Believe me, your children would far rather have you be spending quality time with them, than be given all the toys that money can buy. Were they the ones who asked for a newer, or new car, or do you simply use that as an excuse to justify spending so much time away from them? Did they come to you and ask to move to a bigger house/more expensive neighbourhood? I think not.
In fact, many times, children don’t want the changes that accompany a more lavish lifestyle, because it often means moving away from familiar places, schools and friends which they have become accustomed to. More often, it’s a case of we give them what we think they need and want, rather than what they truly need.
Your child will cherish the times when they had your undivided attention, far more than they will cherish the latest toy. Good memories will always outlast the toys. A walk together, sharing an ice cream, and just listening to what your child has to say, without any interruptions, will be something they will enjoy. Be sure to try to turn your phone off while listening as well, because by interrupting those special moments with your child, it is telling him or her that other people are actually more important than he or she is.

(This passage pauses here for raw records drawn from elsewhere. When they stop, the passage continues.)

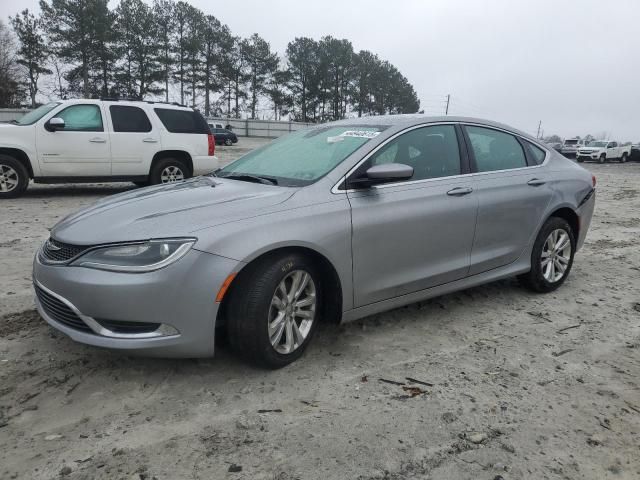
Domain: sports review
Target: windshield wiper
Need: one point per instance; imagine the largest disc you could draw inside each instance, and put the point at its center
(250, 178)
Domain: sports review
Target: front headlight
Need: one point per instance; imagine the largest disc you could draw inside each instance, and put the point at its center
(136, 257)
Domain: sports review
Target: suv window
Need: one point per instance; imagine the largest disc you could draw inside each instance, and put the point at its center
(81, 118)
(182, 121)
(495, 150)
(537, 153)
(129, 119)
(431, 151)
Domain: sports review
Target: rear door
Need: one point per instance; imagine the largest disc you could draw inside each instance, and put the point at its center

Take time out to ask them how their day was. Be sure to listen carefully to their response though, because children know when adults aren’t really listening to them. Make eye contact. That way, you will often be able to tell if there is something wrong.
I know it isn’t always possible for a lot of parents, but try to be there when they play important school matches or games. If you can’t , at least let them know that you would rather be there than be at work, or meet the other obligations. But, mean what you say. Children will know if you don’t mean it.
Cherish the time with your children while you can. You never know what tomorrow may bring. Blink again, and they won’t be asking you to play, but rather, asking you for the car keys!